To experience the real terroir, or the taste of the place, we call home?
Authors Karen Anderson and Matilde (Tilly) Sanchez-Turri have, and they have gleaned a curated sample of 200 of those tastes, and the farmers and food makers who produce them, for a new culinary travel guide published by TouchWood Editions entitled “Food Artisans of Alberta.”
“I think Alberta tastes great,” says Anderson with evident enthusiasm, “and we have seven signature foods— beef, bison, canola, honey, red-fife wheat, root vegetables and Saskatoon berries— but that is just the starting point. There’s an amazing food culture here, and books like this will only help it to grow. We are thrilled and privileged to have been a part of it.”
“As a traveller you are always looking for the best of a place,” agrees Sanchez-Turri. “It makes your vacation more authentic if you try the food of a place. This a great tourism book, and really helps Alberta boost itself into the worldwide agro-tourism market by showing the world this is a worthy destination, and there will be wonderful things to eat if you travel here.”
The book also has a more understated, but no less important, purpose, declares Anderson.
“Tilly and I used to do food tours for a magazine called ‘City Palette’ where we took city folks out to meet farm folks, and those are really transformative journeys for people. We did that for a number of years, and we always found it very powerful.
“With the statistics in farming, the average age of a farmer is 60 (in Alberta), and when the average age in an industry gets over 30 it shows it is a dying industry. We are aware of that, and we want more people to be aware of how close we are to losing our farms in Alberta.”
“It’s a wake up call, this book, disguised as a trail guide,” confirms Sanchez-Turri. “We really do want people to understand the severity of the situation, but we also want to get them into their cars and go out visiting these people. We think that is where this realization is going to have some impact.”
The 200 “food artisans” the book chooses to profile span the entire gamut of agriculture in the province from rare livestock, to local food makers and processors, to speciality crop growers.
The book is broken down by region, and profiles each artisan in short-hand form to give the reader insight into why those producers deserve a place in the book— and in Albertans’ travel plans this summer.
“This province really is diverse and delicious,” says Sanchez-Turri. “We wanted to take that research step out of the equation so people could find trusted sources of wonderful food, and to get into their cars to come and meet those providers of it.”
“There are people doing holistic management courses, and people doing bio-dynamic farming,” expounds Anderson. “And there is an increase in grass-finished beef and in organic growing in general.
“Writing this book was like doing a mini course and survey of these types of agricultural practices … These are role models for young people who would like to come back to farming— these are people who are successful in attracting that next generation back.”

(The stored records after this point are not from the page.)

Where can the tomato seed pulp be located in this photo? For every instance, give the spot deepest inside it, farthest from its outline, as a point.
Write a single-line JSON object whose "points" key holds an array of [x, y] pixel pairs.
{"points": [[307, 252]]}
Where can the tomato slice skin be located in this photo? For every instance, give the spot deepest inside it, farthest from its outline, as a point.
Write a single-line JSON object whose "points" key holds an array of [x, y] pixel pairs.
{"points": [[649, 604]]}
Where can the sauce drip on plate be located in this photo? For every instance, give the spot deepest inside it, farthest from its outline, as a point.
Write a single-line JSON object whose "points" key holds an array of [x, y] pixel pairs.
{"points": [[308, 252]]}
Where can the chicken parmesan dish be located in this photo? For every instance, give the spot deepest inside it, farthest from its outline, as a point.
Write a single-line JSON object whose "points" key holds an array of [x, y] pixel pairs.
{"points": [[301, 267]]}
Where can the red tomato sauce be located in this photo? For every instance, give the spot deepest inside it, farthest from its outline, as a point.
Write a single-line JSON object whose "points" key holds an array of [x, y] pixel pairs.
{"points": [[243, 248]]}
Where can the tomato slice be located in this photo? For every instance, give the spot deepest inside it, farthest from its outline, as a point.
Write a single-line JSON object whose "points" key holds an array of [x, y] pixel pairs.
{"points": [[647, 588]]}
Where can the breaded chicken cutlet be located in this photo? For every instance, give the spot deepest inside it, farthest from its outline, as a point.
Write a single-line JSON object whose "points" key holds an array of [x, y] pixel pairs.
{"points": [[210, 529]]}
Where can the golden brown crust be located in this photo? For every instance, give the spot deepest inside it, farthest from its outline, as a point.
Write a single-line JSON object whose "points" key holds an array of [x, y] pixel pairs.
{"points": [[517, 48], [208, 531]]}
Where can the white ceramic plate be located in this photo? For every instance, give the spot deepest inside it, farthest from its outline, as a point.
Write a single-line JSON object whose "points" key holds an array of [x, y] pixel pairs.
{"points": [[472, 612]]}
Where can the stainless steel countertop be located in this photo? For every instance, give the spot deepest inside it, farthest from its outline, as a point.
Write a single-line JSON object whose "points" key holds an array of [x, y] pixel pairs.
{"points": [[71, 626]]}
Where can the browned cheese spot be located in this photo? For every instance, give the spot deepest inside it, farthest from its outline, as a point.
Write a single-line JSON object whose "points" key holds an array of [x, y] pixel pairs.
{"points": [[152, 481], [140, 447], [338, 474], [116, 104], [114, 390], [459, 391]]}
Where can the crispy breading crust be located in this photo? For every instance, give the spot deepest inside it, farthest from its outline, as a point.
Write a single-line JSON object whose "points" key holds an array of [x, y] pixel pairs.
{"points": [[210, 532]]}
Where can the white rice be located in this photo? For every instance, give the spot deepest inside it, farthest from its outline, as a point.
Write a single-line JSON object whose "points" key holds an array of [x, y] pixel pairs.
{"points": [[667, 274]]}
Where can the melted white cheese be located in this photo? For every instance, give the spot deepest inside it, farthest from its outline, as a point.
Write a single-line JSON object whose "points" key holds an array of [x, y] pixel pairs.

The book serves, at heart, as a call to consider, and give well-earned appreciation to, the wonderful food that is produced right here in our own backyard, concludes Sanchez-Turri.
“We wanted to put a local face to agriculture,” she states. “In Western Canada we have the last great bits of topsoil and arable land, and we are growing food for the whole world.
“But as Albertans, we don’t need to think about buying things from Chile, and Mexico and California— we can have delicious, high-nutrient food if we support local farmers and create close relationships (as buyers), and we can see this beautiful lifestyle being sustained by these close relationships.”
“Food Artisans of Alberta, Your Trail Guide to the Best of our Locally Crafted Fare” is available for order online or through most local bookstores.